Валера с достоинством кивнул и удалился – знал, не люблю, когда за столом прислуживают. В России всё-таки воспитывался, где тезис «все люди – братья» хоть и потускнел, но всё ещё в цене, а не в среде западных аристократов, для которых лакейство само собой разумеющееся явление. Да и чего, в общем-то, прислуживать? Обычный обед, за исключением красной икры. Шиковать я себе не позволял, быть может, поэтому и заслужил у Валеры особое уважение.
Первым делом Верунчик охватила озябшими ладонями горшочек, заглянула внутрь.
– Ого!

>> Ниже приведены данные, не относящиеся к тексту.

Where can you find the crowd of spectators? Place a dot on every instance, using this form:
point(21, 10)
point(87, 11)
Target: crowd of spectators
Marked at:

Здесь троим не съесть…
Я только улыбнулся, накладывая икру на гренок. Сливочное масло я не люблю и согласился на него только потому, что обедал не один.
Согрев руки, Верунчик взяла ложку, зачерпнула густое варево, попробовала.
– А неплохо! Хоть наемся… А то клиент сейчас такой пошёл… Пирожным угостит – и в койку… Это чьё блюдо? Кавказское?
– Нет. То ли казахское, то ли киргизское… А может, туркменское или узбекское… Точно не знаю. Короче, среднеазиатское.
Съев пару ложек, Верунчик согрелась, и тут-то язык у неё развязался. Как всегда на фривольные темы.
– Слушай, Артём, – начала она, кокетливо стреляя глазками, – а ты, случайно, не «голубой»?
– С чего ты взяла? Что не первый раз угощаю, а в постель не тащу?
– Ага.
– А в простое бескорыстие не веришь?
– Да ну тебя! Придумал тоже… Слово такое в школе слышала, да что-то в жизни бескорыстных людей не видела.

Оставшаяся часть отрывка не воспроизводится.